Hinweise zur Abschlussprüfung der Fachkräfte für Lagerlogistik

Die Abschlussprüfung besteht aus den folgenden vier Prüfungsbereichen:

  • Prozesse der Lagerlogistk (schriftlich)
  • Rationeller und qualitätssichernder Güterumschlag (schriftlich)
  • Wirtschafts- und Sozialkunde (schriftlich)
  • Praktische Arbeitsaufgaben (praktisch/mündlich)

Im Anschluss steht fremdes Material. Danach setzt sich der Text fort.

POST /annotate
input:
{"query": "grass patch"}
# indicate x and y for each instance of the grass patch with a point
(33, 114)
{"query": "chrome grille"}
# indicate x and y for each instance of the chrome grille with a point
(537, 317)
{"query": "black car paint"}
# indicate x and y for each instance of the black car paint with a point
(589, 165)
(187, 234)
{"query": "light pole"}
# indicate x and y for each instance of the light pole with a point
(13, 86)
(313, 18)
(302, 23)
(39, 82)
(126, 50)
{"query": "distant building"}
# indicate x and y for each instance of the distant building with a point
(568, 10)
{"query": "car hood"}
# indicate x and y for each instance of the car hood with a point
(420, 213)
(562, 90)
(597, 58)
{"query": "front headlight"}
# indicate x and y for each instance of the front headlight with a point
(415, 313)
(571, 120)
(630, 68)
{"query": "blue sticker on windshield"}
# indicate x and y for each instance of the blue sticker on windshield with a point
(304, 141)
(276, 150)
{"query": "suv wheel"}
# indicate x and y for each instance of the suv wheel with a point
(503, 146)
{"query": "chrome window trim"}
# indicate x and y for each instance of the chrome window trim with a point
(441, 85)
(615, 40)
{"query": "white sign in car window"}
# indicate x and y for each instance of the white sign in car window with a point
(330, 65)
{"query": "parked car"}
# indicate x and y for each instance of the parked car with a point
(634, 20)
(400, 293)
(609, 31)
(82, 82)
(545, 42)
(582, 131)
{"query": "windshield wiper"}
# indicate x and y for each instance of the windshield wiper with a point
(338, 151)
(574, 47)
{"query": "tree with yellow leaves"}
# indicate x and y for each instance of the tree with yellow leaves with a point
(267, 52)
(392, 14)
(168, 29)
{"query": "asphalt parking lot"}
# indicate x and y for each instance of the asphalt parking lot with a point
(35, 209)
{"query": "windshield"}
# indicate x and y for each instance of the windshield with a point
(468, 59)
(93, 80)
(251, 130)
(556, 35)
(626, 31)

Der schriftliche Teil der Abschlussprüfung

Die schriftlichen Prüfungsbereiche werden bundeseinheitlich an zwei Tagen geprüft:

1. Prüfungstag

  • Prozesse der Lagerlogistik (150 Min.)

2. Prüfungstag

  • Wirtschafts- und Sozialkunde (60 Min.)
  • Rationeller und qualitätss. Güterumschlag (90 Min)

Im Folgenden werdern die verschiedenen Prüfungsbereiche beschrieben.

In den Prüfungsbereichen "Prozesse der Lagerlogistik" und "Rationeller und qualitäts. Güterumschlag" sind komplexe lagerlogistische Abläufe mit verknüpften informationstechnischen, organisatorischen, technologischen und mathematischen Sachverhalten unter Berücksichtigung der Gütereigenschaften und rechtlicher, betrieblicher sowie außenwirtschaftlicher Vorschriften zu analysieren, zu bewerten und geeignete Lösungswege darzustellen.

Im Prüfungsbereich Prozesse der Lagerlogistik erstreckt sich die Prüfung insbesondere auf die folgenden Gebiete:

  • Annahme und Lagerung von Gütern,
  • Kommissionierung und Verpackung,
  • Versand.

Es werden ausschließlich Aufgaben in ungebundener Form gestellt, d. h., die Antworten müssen mit eigenen Worten formuliert werden.

Im Prüfungsbereich Rationeller und qualitätssichernder Güterumschlag erstreckt sich die Prüfung insbesondere auf die folgenden Gebiete:

  • Einsatz von Arbeitsmitteln,
  • Erfassung und Dokumentation des Güterumschlages,
  • Lager- und Transportorganisation, Arbeitsabläufe.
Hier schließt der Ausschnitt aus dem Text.